The Yates and Hunter families had four generations of history. When Riley’s widowed mother returned to the Shelby area, she couldn’t resist playing matchmaker for her daughter with the very eligible John Hunter, a man who hadn’t let bad fortune ruin him.
Initially Riley enjoyed John’s attentions. He was smart. Successful. Respectable. A church deacon. Good looking, too. Fifty-two with chiseled features, brown puppy-dog eyes, and wavy silver hair. Unfortunately they held opposing views on almost every social issue.
Her mother’s voice brought her back. “John’s worried about you, honey. That TV report came on while we were in the doctor’s waiting room. He couldn’t believe you were injured and hadn’t phoned. He thinks you work too hard and have way too much stress.”

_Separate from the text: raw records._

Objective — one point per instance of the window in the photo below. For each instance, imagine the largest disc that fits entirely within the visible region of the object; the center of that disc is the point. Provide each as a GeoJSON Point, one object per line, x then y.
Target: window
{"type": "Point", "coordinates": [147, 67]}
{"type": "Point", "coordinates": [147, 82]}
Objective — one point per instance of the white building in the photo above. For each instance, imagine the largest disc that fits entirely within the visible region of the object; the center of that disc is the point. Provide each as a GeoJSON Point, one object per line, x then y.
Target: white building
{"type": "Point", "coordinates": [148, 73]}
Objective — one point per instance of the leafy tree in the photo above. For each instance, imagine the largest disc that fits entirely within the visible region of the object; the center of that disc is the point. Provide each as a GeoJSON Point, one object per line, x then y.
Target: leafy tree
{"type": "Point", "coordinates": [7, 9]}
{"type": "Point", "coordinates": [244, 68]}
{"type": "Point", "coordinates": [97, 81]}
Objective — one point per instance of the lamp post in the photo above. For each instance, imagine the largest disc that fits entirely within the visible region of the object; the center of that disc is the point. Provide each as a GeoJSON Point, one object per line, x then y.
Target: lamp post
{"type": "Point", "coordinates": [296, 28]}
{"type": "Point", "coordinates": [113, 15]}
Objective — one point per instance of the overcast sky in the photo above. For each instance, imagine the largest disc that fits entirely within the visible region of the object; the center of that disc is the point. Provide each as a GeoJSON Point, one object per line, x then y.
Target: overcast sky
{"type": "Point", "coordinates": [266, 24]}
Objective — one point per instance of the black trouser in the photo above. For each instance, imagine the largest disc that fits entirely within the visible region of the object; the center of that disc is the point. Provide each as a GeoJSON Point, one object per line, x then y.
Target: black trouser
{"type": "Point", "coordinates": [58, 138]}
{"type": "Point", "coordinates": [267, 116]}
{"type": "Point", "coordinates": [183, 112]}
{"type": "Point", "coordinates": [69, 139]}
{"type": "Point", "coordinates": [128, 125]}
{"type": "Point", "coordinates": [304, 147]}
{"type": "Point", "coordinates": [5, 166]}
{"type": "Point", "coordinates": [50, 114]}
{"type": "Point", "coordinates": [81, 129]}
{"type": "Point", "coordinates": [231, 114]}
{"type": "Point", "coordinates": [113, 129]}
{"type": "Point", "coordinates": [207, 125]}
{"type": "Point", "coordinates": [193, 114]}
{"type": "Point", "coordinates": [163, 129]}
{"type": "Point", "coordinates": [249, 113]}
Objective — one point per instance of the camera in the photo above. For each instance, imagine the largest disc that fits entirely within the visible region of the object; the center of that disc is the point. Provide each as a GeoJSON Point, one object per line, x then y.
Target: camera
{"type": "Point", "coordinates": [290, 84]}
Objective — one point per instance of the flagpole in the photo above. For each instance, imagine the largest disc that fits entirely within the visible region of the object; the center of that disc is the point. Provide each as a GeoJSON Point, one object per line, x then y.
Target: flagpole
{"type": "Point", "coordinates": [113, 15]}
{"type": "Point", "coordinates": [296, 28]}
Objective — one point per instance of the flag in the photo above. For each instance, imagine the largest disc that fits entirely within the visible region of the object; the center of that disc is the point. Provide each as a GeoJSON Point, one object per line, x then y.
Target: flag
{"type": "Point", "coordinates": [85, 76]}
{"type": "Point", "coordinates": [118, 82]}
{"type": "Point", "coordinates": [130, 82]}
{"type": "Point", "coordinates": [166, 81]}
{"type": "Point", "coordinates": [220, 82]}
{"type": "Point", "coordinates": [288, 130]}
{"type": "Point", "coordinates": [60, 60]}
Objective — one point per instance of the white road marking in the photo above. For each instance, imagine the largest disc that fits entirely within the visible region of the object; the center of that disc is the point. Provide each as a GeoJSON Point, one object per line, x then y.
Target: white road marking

He’s spot on with that. Still she didn’t cotton to John gossiping with her mother. It felt as if the grownups were deciding how to handle a naughty ten-year-old.
“Listen, Mom, I have to run. Your checkup was okay? Need me to come by tonight?”
“No, sweetheart. You go straight home and rest. We’ll catch up later.”
No matter how trying her mother seemed to outsiders, Riley knew her love was genuine.
She returned to her teetering paperwork pile. Patty’s Google search had produced a passel of hits about campus threats and Onward. Like the Ku Klux Klan, this group operated in secret, loosely linked cells. For the fragmented organization to make coordinated threats against five colleges seemed totally out of whack. Could Onward have recruited students on the targeted campuses?
She phoned her friend Barb at the Southern Poverty Law Center for some unofficial intel. As she wrapped up that conversation, Patty appeared and used her finger to draw a line across her throat—a not-so-subtle signal to hang up. Riley rushed a thank you.
“What?”
“Dr. Sparks phoned. A student, Rosalind Perez, is in critical condition at the hospital. He’s already made travel arrangements for her parents. She’s from Puerto Rico.”
“A car crash?” Vehicle accidents were the number one cause of serious student trauma.
Patty shuddered. “A truck mowed the girl down. The sheriff’s investigating. It’s possible Onward’s involved.”
“What? My God! How?”
“That’s all I know. Dr. Sparks wants you to talk to the deputies and doctors and get the facts before the girl’s parents arrive—or Reverend Jimmy launches a new rant.”
“Okay.” She slipped her cell and car keys into her jacket pockets. “Call if there’s another emergency.”
As Riley reached the office entrance, Wolf barreled through the massive front door. He slammed into her. She buckled and slid halfway to the floor before he scooped her up. She felt his taut muscles, the rapid thud of his heart. A tangy scent of musk and lime confused her senses.
“We need to talk.” Wolf righted her. “It’s an emergency.”
Riley didn’t know whether to laugh or cry. Get in line.